Speaking of her own experience with abortion, Hagen recounts meeting with a family physician whose reluctance to provide information and to follow established medical procedures left her concerned for her reproductive health. Now, she is part of an organization fighting for the reproductive rights of Island women.
“This is something the rest of Canada is privileged to,” she said. “It’s already legal. Our island is simply preventing us from accessing that right.”
A minor day-surgery, abortion is a medical procedure that could be easily performed at Island hospitals. Unbeknownst to many, abortions were previously performed on Prince Edward Island on a case-by-case basis from 1969-1982 and funded by the provincial government. These days, Island women seeking abortions have two options: The Mortengaler Clinic in Fredericton, or the QEII Hospital in Halifax. Service at the former, a private clinic, costs $800.00 – add on travel expenses, accommodations, and a driver, and you’re looking at well over $1000.00, a sum unrealistic for many Islanders. Service at the latter requires doctors’ referrals, but travel expenses are still not covered by the Island government.
Hagen herself was dismissed without a referral, and notes that she knows better now.
“Most women don’t know that they have a right to demand a referral. I didn’t know, or I would have requested one.”
Wight agrees, adding that the PRRO is working to ensure that women know the options available to them and how better to access those options.
Today, the government of Premier Robert Ghiz is refusing to take action on the issue of providing abortion services on Prince Edward Island. Ghiz himself states that it simply isn’t “on the agenda right now.” How exactly something that is entrenched in Canadian Law and guaranteed by the Canada Health Act can simply not be on the agenda astounds.
Though only officially formed two months ago, the PRRO is quickly receiving widespread media attention in such outlets as The Guardian, The Ottawa Citizen, The Globe and Mail, The National Post, and CBC Radio’s The Current. Across the water, even Choice Ireland have taken notice. In every publication, the group’s message is clear:
“We’re not out to change minds on whether abortion is right or wrong,” Hagen affirms, “We just believe that Islanders should have the same access as the rest of the country.”

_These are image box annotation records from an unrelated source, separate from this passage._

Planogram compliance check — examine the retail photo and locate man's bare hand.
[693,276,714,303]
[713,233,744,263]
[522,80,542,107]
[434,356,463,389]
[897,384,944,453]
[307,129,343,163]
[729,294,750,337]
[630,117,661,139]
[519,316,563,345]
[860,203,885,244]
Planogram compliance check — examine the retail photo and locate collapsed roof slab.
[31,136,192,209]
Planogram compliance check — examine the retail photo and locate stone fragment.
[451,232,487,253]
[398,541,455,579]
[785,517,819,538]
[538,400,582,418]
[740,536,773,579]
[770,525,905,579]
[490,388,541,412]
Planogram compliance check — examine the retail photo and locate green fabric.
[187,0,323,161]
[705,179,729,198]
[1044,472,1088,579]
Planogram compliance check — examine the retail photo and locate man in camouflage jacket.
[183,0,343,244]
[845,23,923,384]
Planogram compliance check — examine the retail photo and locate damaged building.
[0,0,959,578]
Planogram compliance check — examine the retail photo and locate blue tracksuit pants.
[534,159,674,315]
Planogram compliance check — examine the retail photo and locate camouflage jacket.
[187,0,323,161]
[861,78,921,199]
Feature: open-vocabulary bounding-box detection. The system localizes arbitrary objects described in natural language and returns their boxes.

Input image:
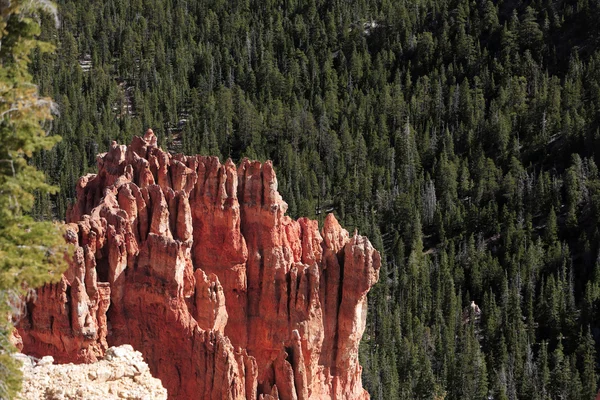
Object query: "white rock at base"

[14,345,167,400]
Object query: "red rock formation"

[18,131,380,400]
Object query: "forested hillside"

[32,0,600,399]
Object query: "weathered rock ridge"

[15,345,167,400]
[18,131,380,400]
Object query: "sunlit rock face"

[18,130,381,400]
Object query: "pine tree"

[0,0,66,398]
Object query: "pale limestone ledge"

[15,344,167,400]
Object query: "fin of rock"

[18,130,381,400]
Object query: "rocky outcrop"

[15,345,167,400]
[19,131,380,400]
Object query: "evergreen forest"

[30,0,600,400]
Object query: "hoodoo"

[18,130,380,400]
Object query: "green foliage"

[0,1,66,398]
[31,0,600,399]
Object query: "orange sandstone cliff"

[18,131,380,400]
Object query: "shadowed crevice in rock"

[19,131,380,400]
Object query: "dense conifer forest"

[31,0,600,400]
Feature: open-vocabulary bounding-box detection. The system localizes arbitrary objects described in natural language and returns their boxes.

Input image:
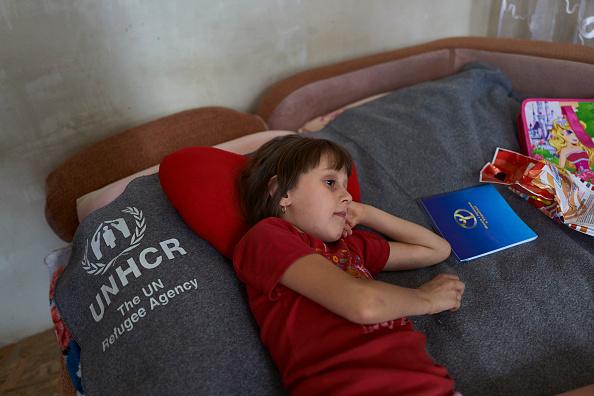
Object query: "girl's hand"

[417,274,464,314]
[342,201,366,238]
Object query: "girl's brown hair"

[239,135,353,226]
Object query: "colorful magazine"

[518,98,594,183]
[420,184,537,261]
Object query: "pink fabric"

[233,218,453,395]
[561,106,594,148]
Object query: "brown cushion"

[45,107,267,241]
[257,37,594,129]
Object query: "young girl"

[233,135,464,395]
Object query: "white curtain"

[497,0,594,45]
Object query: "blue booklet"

[420,184,537,261]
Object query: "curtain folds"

[497,0,594,45]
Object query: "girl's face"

[280,155,353,242]
[561,129,579,145]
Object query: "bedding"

[46,38,594,395]
[76,131,295,222]
[54,175,283,395]
[316,65,594,395]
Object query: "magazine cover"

[420,184,537,261]
[520,98,594,183]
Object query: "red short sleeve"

[345,230,390,276]
[233,217,315,299]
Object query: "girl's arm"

[280,254,464,324]
[345,202,451,271]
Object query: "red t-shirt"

[233,217,454,395]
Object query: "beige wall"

[0,0,491,345]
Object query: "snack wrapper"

[480,148,594,236]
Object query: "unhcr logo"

[82,207,146,275]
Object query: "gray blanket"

[317,64,594,395]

Hagen and Wight both said that women have thanked them for bringing the issue to light. With a rally planned to take place at Province House on November 19th, the PRRO hopes vocal support turns into action. It is an issue of rights, and one that will not be easily dismissed.
With support of the Green Party and NDP, the PRRO is seeking out the support of the Liberal and Conservative parties, and is currently in the process of preparing a formal address to Minister Doug Currie. The bottom line here is simple: Island women are being denied rights. Until that changes, the PRRO isn’t backing down.
“This isn’t something we’re going to back down from,” Hagen affirms. “We can’t let the Provincial Government continue to strip women of their reproductive rights. Until we are equal to federal law, we’re not going anywhere.”